Ce sont les Jésuites qui les premiers ont d’abord accrédité l’idée d’une différence de fond, suivis par les philosophes du Siècle des Lumières, qui projetèrent sur la Chine leur désir d’un ailleurs, plus ou moins idéal, capable de générer un système de gouvernement original, sage et mesuré, débarrassé des interférences passionnées et sectaires des religions.

Beaucoup d’autres se sont engagés sur leurs traces, de Segalen à Simon Leys en passant par Marcel Granet ou Jospeh Needham. Tous ont plus ou moins évoqué l’originalité particulière de la pensée chinoise parfois avec beaucoup de talent ou même de lyrisme. Segalen écrit notamment : « la civilisation chinoise présente l’irrésistible fascination de ce qui est totalement autre, et seul ce qui est totalement autre, peut inspirer l’amour le plus profond en même temps qu’un puissant désir de le connaître ».

Même Simon Leys, qui ne peut être soupçonné d’aveuglement à l’égard de la Chine, considère que l’Empire du Milieu constitue « l’autre pôle de l’expérience humaine ». Enfin plus récemment l’œuvre de François Jullien qui spécule indéfiniment sur le mythe de l’altérité, a largement contribué à diffuser l’idée d’un monde chinois à part, difficilement accessible à ceux qui ne disposent pas de clés particulières.

Un autre sinologue français connu, Jean-François Billeter, vient de prendre le contrepied de cette vision culturaliste dans un opuscule au titre agressif : « Contre François Jullien » (Editions Alia, Paris 2006).

Si le titre est polémique, le texte lui-même s’applique à la mesure, développant une argumentation rigoureuse qui tente de démontrer que la différence chinoise est une sorte d’idéologie fabriquée par le système impérial pour perpétuer son pouvoir et entretenue par la cohorte des intellectuels qui, des Jésuites à François Jullien, continuent à en assurer sa promotion pour des raisons diverses [1].

Mais quelle est cette idéologie dont parle J.-F. Billeter ?
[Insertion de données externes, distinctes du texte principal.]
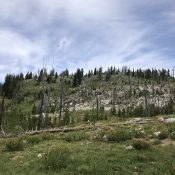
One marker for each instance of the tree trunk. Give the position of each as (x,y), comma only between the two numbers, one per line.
(1,116)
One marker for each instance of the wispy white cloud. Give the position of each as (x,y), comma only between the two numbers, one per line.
(90,33)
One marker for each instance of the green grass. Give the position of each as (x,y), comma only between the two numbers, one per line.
(82,153)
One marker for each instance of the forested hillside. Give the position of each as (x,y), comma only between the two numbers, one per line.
(49,99)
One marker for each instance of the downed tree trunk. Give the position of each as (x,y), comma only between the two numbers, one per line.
(57,130)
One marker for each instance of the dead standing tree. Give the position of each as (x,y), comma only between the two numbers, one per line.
(43,101)
(61,101)
(2,115)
Selon lui la dynastie Han, née des cendres du Premier Empire a, de proche en proche, modelé une mystique qui dure encore, accréditant l’idée que « l’ordre impérial était conforme à celui de l’Univers, depuis l’origine et pour tous les temps ». C’est cette vision qu’on assimile communément à la spécificité de la civilisation et de la pensée chinoises.

Elle donne au pouvoir, opportunément appuyé par la pensée confucéenne recrutée pour l’occasion, une légitimité éternelle et d’autant plus indiscutable qu’elle est décrite comme conforme à l’ordre naturel des choses. La légitimité innée du pouvoir, empreint de sagesse et de philosophique bonté est également le message subliminal contenu dans le mouvement de retour aux études classiques, dont l’actuel régime assure la promotion, renforçant par là même les forces conservatrices.
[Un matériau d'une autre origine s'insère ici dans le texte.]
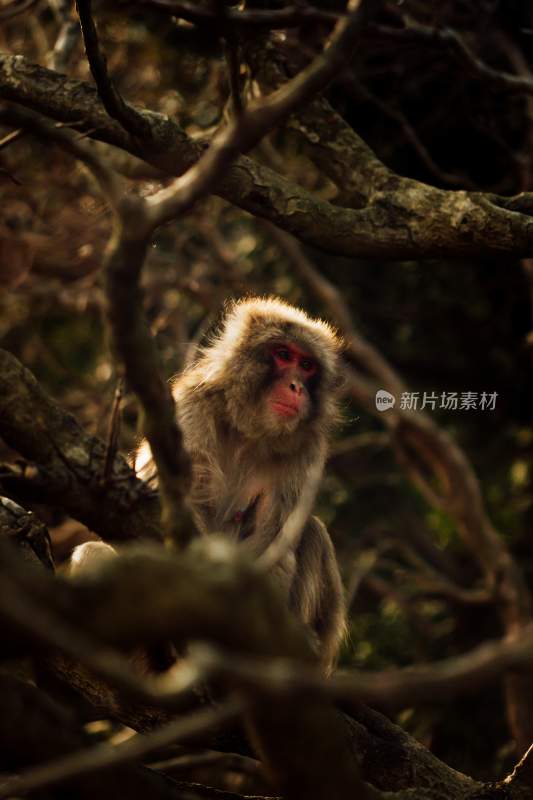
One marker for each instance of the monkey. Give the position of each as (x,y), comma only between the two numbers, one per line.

Ce système favorise évidemment l’ordre des choses tel qu’il est, ravalant l’individu à un rôle mineur, attribuant à chacun une responsabilité dans l’harmonie de l’ensemble et stigmatisant les spontanéités et les fauteurs de trouble. Jean-François Billeter explique que c’est dans ce fond de pensée philosophique et politique que François Jullien puise sans relâche pour développer son thème de la différence de la pensée chinoise, dont l’une des principales qualités serait une sorte de sagesse intuitive, opposée à la pensée occidentale qui, elle, parvient à la connaissance, non par l’intuition mais par le rationalisme.

A côté de cette vision d’un pouvoir, par définition conforme à l’ordre des choses et naturellement sage, la deuxième clé de ce « montage idéologique » est l’idée de « l’immanence », qui confère à l’ordre impérial sa nature indiscutable.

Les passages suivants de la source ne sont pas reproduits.